The super glue I had used in Denver had emerged from the tube in a thick, toothpaste-like blob. But this super glue poured out of the tube in a messy stream, coating my fingers and hands and running all over my lenses. “Oh no!” I cried as I rushed to clean super glue off my hands and glasses. My effort wasn’t entirely in vain: I did manage to prevent my fingers from fusing permanently together, though prying them apart was a little painful. But the lenses appeared to be a lost cause.
I’d like to report that the super glue disaster forced me to take the drastic step of buying a new pair of glasses. But it didn’t. It’s the sort of minor irritation that I just don’t take very seriously and I’ve been very slow in addressing it. I’ve grown accustomed to wearing the contact lenses and as long as I can see, my broken-glasses problem doesn’t seem very pressing.
I wasn’t always this calm.
As a child, I stressed out over everything.
I didn’t acquire glasses until I was an adult, but I wore orthodontic headgear for years, and I still remember the terror I felt when I broke this bizarre apparatus, known as a chin cup, while I was sleeping.
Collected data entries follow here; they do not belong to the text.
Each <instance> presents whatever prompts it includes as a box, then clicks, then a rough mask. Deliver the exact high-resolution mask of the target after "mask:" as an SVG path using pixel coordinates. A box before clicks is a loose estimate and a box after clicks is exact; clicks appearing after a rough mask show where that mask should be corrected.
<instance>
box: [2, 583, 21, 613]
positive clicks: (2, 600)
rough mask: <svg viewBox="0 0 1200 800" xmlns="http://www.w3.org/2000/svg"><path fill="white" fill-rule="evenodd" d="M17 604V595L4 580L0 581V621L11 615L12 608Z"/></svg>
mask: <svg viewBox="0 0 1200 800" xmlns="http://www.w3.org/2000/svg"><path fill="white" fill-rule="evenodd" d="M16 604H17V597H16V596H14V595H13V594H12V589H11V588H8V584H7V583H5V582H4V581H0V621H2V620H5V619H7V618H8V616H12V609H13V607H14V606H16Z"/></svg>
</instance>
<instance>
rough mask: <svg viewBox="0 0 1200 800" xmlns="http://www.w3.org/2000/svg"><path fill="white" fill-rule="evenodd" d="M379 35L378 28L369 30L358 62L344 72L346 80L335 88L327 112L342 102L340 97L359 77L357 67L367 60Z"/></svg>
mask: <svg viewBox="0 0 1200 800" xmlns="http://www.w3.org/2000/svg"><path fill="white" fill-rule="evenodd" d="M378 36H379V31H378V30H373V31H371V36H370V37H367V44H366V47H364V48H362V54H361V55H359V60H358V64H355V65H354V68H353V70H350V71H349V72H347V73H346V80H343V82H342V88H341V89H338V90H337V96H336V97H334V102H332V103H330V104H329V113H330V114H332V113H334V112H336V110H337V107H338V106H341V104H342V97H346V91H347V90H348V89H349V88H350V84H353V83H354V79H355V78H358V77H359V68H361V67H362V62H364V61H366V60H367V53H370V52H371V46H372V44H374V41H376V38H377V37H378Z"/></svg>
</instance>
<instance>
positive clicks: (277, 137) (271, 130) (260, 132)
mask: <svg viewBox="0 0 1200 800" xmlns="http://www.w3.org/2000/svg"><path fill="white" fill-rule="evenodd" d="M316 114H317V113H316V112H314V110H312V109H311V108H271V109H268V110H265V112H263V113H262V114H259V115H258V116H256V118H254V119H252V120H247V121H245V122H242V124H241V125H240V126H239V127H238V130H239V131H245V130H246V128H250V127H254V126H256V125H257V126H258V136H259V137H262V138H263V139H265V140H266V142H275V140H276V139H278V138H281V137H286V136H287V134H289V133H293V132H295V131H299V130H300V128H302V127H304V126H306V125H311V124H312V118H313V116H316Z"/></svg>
Designed to fix a severe underbite, the chin cup was held together by rubber bands and little pieces of metal, and looked like the sort of thing children might create if they were dressing as an alien for Halloween. But I understood that the chin cup was expensive, and that an unexpected trip to the orthodontist wouldn’t make anybody very happy.
I also stressed out over school and sports. I found it difficult to eat before games, my grades were a constant worry and I lived in dread of the SATs. Now that I’m an adult, I know that most of this stuff doesn’t matter very much, in the scheme of things, but at the time it seemed incredibly important and I felt as though a single misstep would spell doom. The exact nature of this doom was unclear, but I wanted to avoid it at all costs.
I’m not sure what changed, but I now consider 95 percent of all problems minor, and not worth stressing over.
Most problems, I now understand, can be solved, even though solving them might require a greater investment of time, effort and money than you would like. And I have a better sense, through personal experience, of the types of problems that are difficult, sometimes even impossible, to fix. That there are things that, unlike a pair of glasses, cannot be replaced or put back together again.
One of my favorite New Yorker articles ever focused on the problem of suicidal people jumping off the Golden Gate bridge. Most of these people die, but a few survive, and the reporter, Tad Friend, tracked down some of the survivors. One of them told Friend he realized he had made a mistake as soon as he was in the air. “I instantly realized that everything in my life that I’d thought was unfixable was totally fixable — except for having just jumped,” he said.
I told my parents about the super glue mishap, and they did their best to make me worry.
“Those contacts lenses will be gone before you know it,” my mother said.
“I’ve got, like, 60 pairs,” I said.
“They won’t last forever,” my mom warned.
Then my dad got on the phone. He found my super glue story quite humorous, but then his various fears and worries began to bubble to the surface. “You’d better be careful with that super glue,” he said. “You don’t want to get super glue in your eyes. And you don’t want it on your skin, either. In fact, I’m not sure someone like you should even be using super glue.”
Normally I would take offense at such comments, but on this particular occasion I found that I agreed with my father.
Because if I’ve learned one thing from this little episode, it’s to stay away from super glue. There might be bigger problems in the world, but the searing pain I experienced when I pried my fingers apart is something I don’t care to repeat.